Above: eigenvalue estimates for 10 iterations of trial 2. Each of the 11 frames uses an increasing value of $\alpha$. Estimates are in blue and targets are in red.

Above: residual estimation error $e_r$ as a function of $\alpha$.

# Trial 3:

Order: 4
Mics: 1
Winsize: 10000
$\Lambda$ :
(-0.5565329133881385,0.4242959633972246) (-0.5801774399366052,0.3916034216348853) (-0.5565329133881385,-0.4242959633972246) (-0.5801774399366052,-0.3916034216348853)

Above: eigenvalue estimates for 10 iterations of trial 3. Each of the 11 frames uses an increasing value of $\alpha$. Estimates are in blue and targets are in red.

Above: residual estimation error $e_r$ as a function of $\alpha$.

# Trial 4:

Order: 4
Mics: 1
Winsize: 10000
$\Lambda$ :
(-0.1527028913384089,0.7848095067868207) (0.6772093851636565,0.4244771948675268) (-0.1527028913384089,-0.7848095067868207) (0.6772093851636565,-0.4244771948675268)

Above: eigenvalue estimates for 10 iterations of trial 4. Each of the 11 frames uses an increasing value of $\alpha$. Estimates are in blue and targets are in red.

Above: residual estimation error $e_r$ as a function of $\alpha$.

# Trial 5:

Order: 4
Mics: 1
Winsize: 10000
$\Lambda$ :
(0.3872974842150309,0.8122763294810199) (-0.8456804527113718,0.3066288313181266) (0.3872974842150309,-0.8122763294810199) (-0.8456804527113718,-0.3066288313181266)

Above: eigenvalue estimates for 10 iterations of trial 5. Each of the 11 frames uses an increasing value of $\alpha$. Estimates are in blue and targets are in red.

Above: residual estimation error $e_r$ as a function of $\alpha$.

# Trial 6:

Order: 4
Mics: 1
Winsize: 10000
$\Lambda$ :
(-0.5739124096864732,0.8184095412155564) (0.1659348948186841,0.9853479917780656) (-0.5739124096864732,-0.8184095412155564) (0.1659348948186841,-0.9853479917780656)

Above: eigenvalue estimates for 10 iterations of trial 6. Each of the 11 frames uses an increasing value of $\alpha$. Estimates are in blue and targets are in red.

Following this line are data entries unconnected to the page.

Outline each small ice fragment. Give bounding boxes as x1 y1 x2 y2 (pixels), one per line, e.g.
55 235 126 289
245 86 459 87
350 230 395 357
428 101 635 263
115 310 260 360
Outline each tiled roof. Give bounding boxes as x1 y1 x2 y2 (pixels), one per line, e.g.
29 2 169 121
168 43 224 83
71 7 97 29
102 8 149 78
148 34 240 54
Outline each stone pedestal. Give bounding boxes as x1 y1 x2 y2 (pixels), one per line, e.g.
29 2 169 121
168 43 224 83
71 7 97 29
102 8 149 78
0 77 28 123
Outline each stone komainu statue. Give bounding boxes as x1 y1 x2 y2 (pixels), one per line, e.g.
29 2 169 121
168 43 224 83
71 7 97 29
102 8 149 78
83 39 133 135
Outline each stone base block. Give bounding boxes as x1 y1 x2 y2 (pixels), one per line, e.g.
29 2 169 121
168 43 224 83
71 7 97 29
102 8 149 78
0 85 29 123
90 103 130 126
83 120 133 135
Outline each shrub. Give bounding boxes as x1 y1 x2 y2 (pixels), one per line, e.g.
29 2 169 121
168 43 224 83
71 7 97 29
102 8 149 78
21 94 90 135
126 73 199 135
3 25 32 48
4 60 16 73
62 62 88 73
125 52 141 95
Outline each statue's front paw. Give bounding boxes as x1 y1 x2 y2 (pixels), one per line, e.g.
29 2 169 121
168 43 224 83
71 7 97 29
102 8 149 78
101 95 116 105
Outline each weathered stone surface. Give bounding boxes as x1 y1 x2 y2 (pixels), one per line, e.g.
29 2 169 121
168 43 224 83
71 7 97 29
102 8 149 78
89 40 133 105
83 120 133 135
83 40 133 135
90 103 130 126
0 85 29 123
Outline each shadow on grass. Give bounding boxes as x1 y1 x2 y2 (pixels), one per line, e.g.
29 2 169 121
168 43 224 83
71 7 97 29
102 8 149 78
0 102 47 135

Above: residual estimation error $e_r$ as a function of $\alpha$.

# Conclusion:

These results, in particular the mean squared residual error data, show fairly unequivocally that Tikhonov Regularization is not an appropriate technique for the present application. The eigenvalue estimates barely show any change as a result of increasing $\alpha$ in this range, and the residual estimation is worsened in general. However, there are many more strategies available for avoiding overfit. Future work will explore other types of regularization which may be better suited to serve the present constraints.